Functional analysis of molybdopterin biosynthesis in mycobacteria identifies a fused molybdopterin synthase in Mycobacterium tuberculosis

Abstract

Most mycobacterial species possess a full complement of genes for the biosynthesis of molybdenum cofactor (MoCo). However, a distinguishing feature of members of the Mycobacterium tuberculosis complex is their possession of multiple homologs associated with the first two steps of the MoCo biosynthetic pathway.
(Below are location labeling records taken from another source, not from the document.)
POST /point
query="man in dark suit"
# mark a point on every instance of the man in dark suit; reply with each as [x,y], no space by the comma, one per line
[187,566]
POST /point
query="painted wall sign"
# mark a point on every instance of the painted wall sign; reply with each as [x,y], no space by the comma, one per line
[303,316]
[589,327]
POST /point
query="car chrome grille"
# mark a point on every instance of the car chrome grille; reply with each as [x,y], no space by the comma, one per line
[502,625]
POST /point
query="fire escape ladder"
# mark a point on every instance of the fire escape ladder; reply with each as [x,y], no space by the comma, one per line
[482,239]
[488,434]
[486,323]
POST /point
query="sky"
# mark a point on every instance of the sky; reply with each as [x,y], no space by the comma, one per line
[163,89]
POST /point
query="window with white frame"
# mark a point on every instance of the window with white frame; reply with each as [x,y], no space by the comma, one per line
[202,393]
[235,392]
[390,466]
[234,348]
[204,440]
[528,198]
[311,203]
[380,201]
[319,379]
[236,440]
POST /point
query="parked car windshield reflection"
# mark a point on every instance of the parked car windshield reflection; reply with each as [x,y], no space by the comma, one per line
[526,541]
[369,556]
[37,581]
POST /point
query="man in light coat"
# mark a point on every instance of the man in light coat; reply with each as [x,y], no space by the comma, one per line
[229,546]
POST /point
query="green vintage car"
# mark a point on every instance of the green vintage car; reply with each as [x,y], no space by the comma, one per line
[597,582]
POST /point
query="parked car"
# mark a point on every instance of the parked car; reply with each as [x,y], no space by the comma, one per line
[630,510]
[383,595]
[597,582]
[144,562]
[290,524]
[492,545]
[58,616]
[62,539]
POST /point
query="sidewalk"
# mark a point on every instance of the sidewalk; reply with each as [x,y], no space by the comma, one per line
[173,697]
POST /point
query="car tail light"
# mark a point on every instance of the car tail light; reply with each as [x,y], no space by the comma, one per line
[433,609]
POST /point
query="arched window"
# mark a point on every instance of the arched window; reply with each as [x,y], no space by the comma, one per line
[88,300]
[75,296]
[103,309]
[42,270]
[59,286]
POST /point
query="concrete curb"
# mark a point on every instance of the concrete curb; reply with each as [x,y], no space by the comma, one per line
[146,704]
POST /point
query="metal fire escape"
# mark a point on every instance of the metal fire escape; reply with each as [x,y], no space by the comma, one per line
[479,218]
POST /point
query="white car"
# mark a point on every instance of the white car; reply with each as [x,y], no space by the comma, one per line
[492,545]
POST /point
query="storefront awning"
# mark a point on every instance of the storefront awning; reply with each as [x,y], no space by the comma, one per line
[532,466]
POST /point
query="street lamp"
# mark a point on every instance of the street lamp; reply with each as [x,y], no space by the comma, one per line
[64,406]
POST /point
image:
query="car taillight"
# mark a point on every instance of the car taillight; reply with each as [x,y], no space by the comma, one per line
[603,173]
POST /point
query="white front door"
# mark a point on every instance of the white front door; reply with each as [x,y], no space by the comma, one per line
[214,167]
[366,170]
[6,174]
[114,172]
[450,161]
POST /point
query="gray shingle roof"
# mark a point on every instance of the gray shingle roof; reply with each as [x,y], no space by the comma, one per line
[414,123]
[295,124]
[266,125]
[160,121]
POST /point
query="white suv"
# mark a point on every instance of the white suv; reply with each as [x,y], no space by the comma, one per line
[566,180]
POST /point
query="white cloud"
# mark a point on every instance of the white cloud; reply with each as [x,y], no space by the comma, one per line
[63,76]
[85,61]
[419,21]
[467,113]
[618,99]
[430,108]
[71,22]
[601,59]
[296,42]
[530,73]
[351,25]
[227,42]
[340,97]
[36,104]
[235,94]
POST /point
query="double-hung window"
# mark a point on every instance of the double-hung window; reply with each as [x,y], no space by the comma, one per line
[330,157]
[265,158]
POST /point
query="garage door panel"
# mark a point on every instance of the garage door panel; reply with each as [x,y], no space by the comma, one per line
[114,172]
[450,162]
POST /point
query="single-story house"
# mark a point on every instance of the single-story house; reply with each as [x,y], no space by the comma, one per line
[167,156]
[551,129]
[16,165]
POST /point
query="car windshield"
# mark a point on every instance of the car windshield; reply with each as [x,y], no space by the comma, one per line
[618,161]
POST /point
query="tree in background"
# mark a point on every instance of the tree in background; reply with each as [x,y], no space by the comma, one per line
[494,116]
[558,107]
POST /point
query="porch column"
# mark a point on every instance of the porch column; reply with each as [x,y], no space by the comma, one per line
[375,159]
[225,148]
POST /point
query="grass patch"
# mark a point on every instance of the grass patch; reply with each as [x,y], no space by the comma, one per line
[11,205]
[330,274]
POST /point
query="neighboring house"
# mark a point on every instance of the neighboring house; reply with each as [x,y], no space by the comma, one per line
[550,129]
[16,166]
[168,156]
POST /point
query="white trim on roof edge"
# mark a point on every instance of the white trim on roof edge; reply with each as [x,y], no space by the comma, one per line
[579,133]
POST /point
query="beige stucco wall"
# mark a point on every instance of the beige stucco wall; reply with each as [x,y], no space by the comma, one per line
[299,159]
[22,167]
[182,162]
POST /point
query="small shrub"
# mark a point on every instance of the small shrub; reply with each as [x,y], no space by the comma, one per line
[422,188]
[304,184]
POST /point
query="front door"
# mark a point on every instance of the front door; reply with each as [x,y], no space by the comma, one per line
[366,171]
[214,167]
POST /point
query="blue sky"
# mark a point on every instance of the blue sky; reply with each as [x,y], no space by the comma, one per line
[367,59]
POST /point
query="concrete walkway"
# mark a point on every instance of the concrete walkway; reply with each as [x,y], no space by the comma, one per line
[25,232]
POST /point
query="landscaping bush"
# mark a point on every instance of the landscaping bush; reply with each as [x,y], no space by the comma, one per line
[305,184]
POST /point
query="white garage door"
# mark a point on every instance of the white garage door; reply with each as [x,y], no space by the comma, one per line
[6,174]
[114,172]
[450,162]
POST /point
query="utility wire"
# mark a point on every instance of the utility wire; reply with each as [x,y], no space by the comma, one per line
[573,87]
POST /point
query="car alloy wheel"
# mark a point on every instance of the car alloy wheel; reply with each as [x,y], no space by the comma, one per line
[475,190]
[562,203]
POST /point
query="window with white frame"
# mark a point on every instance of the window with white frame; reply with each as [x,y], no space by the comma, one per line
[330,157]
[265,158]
A mutant of M. tuberculosis lacking the moaA1-moaD1 gene cluster and a derivative in which moaD2 was also deleted were significantly impaired for growth in media containing nitrate as a sole nitrogen source, indicating a reduced availability of MoCo to support the assimilatory function of the MoCo-dependent nitrate reductase, NarGHI. However, the double mutant displayed residual respiratory nitrate reductase activity, suggesting that it retains the capacity to produce MoCo. The M. tuberculosis moaD and moaE homologs were further analyzed by expressing these genes in mutant strains of M. smegmatis that lacked one or both of the sole molybdopterin (MPT) synthase-encoding genes, moaD2 and moaE2, and were unable to grow on nitrate, presumably as a result of the loss of MoCo-dependent nitrate assimilatory activity. Expression of M. tuberculosis moaD2 in the M. smegmatis moaD2 mutant and of M. tuberculosis moaE1 or moaE2 in the M. smegmatis moaE2 mutant restored nitrate assimilation, confirming the functionality of these genes in MPT synthesis. Expression of M. tuberculosis moaX also restored MoCo biosynthesis in M. smegmatis mutants lacking moaD2, moaE2, or both, thus identifying MoaX as a fused MPT synthase. By implicating multiple synthase-encoding homologs in MoCo biosynthesis, these results suggest that important cellular functions may be served by their expansion in M. tuberculosis.

FIG. 1.

Steps involved in the biosynthesis of bis-molybdopterin guanine dinucleotide cofactor from GTP. Annotations are as follows (from Tuberculist, http://tuberculist.epfl.ch): MoaA, MoCo biosynthesis protein A; MoaC, MoCo biosynthesis protein C; MoaD, MoCo biosynthesis protein D (MPT-converting factor small subunit); MoeB, MoCo biosynthesis protein (MPT synthase sulfurylase); MoaE, MoCo biosynthesis protein E (MPT-converting factor large subunit); Mog, MPT biosynthesis MOG protein; MoeA, MoCo biosynthesis protein MoeA; MobA, MGD biosynthesis protein A.

FIG. 2.

Genomic context of MoCo biosynthesis genes in M. tuberculosis H37Rv, M. bovis BCG Pasteur, and M. smegmatis mc²155. Genes conserved across all species are shown in red, those restricted to members of the MTBC are shown in black, and those unique to H37Rv are shown in gray.

FIG. 3.

Growth of M. tuberculosis strains on nitrate as a sole nitrogen source. The results are shown as the means and standard deviations from three experiments. Dashed lines indicate that the growth curve data are from the same experiment as shown in panel A.

FIG. 4.

HPLC profiles of MoCo form A standard and cell extracts from M. smegmatis strains. (A) MoCo form A standard (before dephosphorylation). (B) MoCo dephospho-form A standard. (C) Extract from M. smegmatis mc²155 spiked with a sample from panel B. (D) Extract from M. smegmatis mc²155. (E) Extract from M. smegmatis ΔmoaD2. (F) Extract from M. smegmatis ΔmoaD2(pMSmD2).

FIG. 5.

M. tuberculosis moaX has both moaD and moaE activities. The functions of mycobacterial moaD and moaE homologs in MoCo biosynthesis were analyzed by assessing the ability to complement the nitrate assimilation defect of M. smegmatis ΔmoaD2 and/or ΔmoaE2 mutants when ectopically expressed. Growth was assessed by OD₆₀₀. The data are shown as the means and standard deviations from three experiments.